In altri casi l’aggiunta di corsie a una strada esistente può generare un traffico indotto, una specie di “induzione della domanda” applicata al campo dei trasporti. Tende a verificarsi quando nuove strade vengono progettate e costruite, più che per tentare di risolvere un problema di traffico esistente, in previsione di un aumento del traffico futuro determinato da variabili come la crescita economica o il maggior numero di macchine vendute.

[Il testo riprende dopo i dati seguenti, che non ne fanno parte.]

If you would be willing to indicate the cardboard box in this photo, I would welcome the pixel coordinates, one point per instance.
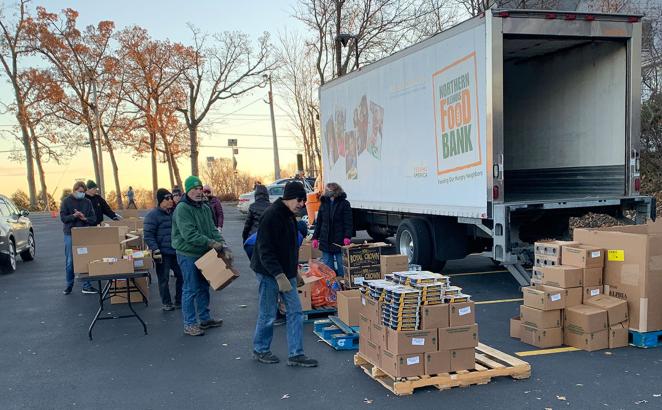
(544, 297)
(402, 365)
(414, 341)
(99, 267)
(437, 362)
(349, 306)
(393, 263)
(543, 338)
(586, 341)
(118, 291)
(573, 296)
(434, 316)
(562, 276)
(618, 336)
(462, 314)
(83, 255)
(544, 260)
(585, 319)
(583, 256)
(216, 270)
(540, 319)
(356, 276)
(463, 359)
(592, 277)
(591, 291)
(371, 309)
(462, 337)
(515, 327)
(617, 309)
(551, 248)
(632, 269)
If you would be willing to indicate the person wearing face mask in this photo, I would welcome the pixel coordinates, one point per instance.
(275, 261)
(76, 211)
(333, 226)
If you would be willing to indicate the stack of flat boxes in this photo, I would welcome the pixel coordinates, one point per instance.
(444, 340)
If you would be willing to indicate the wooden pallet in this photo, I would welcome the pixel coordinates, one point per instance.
(489, 363)
(645, 339)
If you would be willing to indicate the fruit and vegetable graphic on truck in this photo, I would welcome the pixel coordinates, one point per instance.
(490, 135)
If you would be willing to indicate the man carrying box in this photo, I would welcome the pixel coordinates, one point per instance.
(274, 261)
(193, 234)
(76, 211)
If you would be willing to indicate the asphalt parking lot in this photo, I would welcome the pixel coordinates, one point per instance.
(48, 362)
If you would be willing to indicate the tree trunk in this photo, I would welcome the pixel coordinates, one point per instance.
(193, 134)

In casi del genere può succedere che la costruzione di una nuova strada non si limiti a soddisfare una domanda latente di viaggi in macchina, repressa a causa di limitazioni esistenti nell’infrastruttura, ma porti anche a un aumento del traffico indotto. Gli automobilisti, in altre parole, potrebbero scegliere di viaggiare in macchina in casi in cui non lo avrebbero fatto altrimenti.
– Leggi anche: Perché si formano gli ingorghi sulle strade
Sebbene il modello teorico su cui si basa sia una rappresentazione molto semplificata della realtà, il paradosso di Braess è stato utilizzato anche per spiegare empiricamente casi storici in cui le prestazioni di una rete stradale malfunzionante migliorarono a seguito della riduzione anziché dell’espansione della rete.

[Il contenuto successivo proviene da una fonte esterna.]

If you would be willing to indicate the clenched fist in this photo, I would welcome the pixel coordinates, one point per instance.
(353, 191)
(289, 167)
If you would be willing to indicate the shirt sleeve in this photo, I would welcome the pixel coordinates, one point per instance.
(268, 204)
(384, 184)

A Seul, in Corea del Sud, la demolizione di un’autostrada a sei corsie negli anni Duemila, necessaria per la costruzione di un parco pubblico, ridusse i tempi di viaggio dentro e fuori la città (senza ridurre significativamente il volume complessivo del traffico, cioè la quantità di macchine in movimento). Nel 1990 la chiusura provvisoria della 42a strada a New York per la Giornata della Terra, il 22 aprile, determinò una riduzione degli ingorghi. E uno studio pubblicato nel 2008 sulla rivista Physical Review Letters individuò alcune strade a Boston, New York e Londra la cui chiusura avrebbe ridotto i tempi di viaggio previsti per alcuni percorsi.

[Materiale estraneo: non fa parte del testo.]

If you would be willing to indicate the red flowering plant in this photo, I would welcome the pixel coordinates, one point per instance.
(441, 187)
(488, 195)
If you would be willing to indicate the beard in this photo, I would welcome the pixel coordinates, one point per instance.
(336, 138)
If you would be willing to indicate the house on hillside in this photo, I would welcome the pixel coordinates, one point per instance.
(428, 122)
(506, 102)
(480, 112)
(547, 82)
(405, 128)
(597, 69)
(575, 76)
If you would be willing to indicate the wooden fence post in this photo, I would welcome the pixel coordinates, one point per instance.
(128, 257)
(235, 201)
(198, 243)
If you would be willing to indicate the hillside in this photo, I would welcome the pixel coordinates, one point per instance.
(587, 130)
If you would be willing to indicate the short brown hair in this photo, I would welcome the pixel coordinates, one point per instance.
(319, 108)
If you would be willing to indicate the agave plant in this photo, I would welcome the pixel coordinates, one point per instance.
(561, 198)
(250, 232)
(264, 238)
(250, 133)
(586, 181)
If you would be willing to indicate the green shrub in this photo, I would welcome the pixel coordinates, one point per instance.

Nella pratica, però, come per altri fenomeni controintuitivi, occorre una combinazione di condizioni molto rare perché il paradosso di Braess si verifichi concretamente. E sono molto rare anche perché questo fenomeno è ampiamente noto e tenuto in considerazione da decenni in fase di gestione della viabilità e progettazione delle strade. «L’importante quando si pianifica un nuovo sviluppo della rete stradale è effettuare simulazioni e verificare se questo fenomeno si verifica», ha detto a Forskning.no Helge Holden, docente di matematica alla Norwegian University of Science and Technology (NTNU) a Trondheim.
A Oslo, in Norvegia, un possibile caso di paradosso di Braess citato da Forskning.no fu evitato negli anni Novanta grazie a una consulenza fornita all’amministrazione della città dal Transportøkonomisk institutt (TØI), un istituto nazionale di ricerca multidisciplinare sui trasporti. L’idea di costruire una corsia in più dopo due lunghe gallerie (Granfosstunnelen) sulla tangenziale 150 fu messa da parte perché, secondo le simulazioni effettuate dall’istituto, avrebbe causato un aumento del traffico anziché una distribuzione su più strade.
Le ricerche nell’ambito della gestione del traffico stradale suggeriscono che la costruzione o la chiusura delle strade possono condizionare in modi non facilmente prevedibili le numerose variabili alla base della formazione degli ingorghi. Alcune persone potrebbero per esempio cambiare non soltanto il percorso ma anche le abitudini e gli orari di viaggio. E per simulare i vari flussi di traffico nel caso di chiusura di una o più strade – per convertirle in piste ciclabili, per esempio – occorre molta potenza di calcolo, ha detto Stefan Flügel, ricercatore del TØI.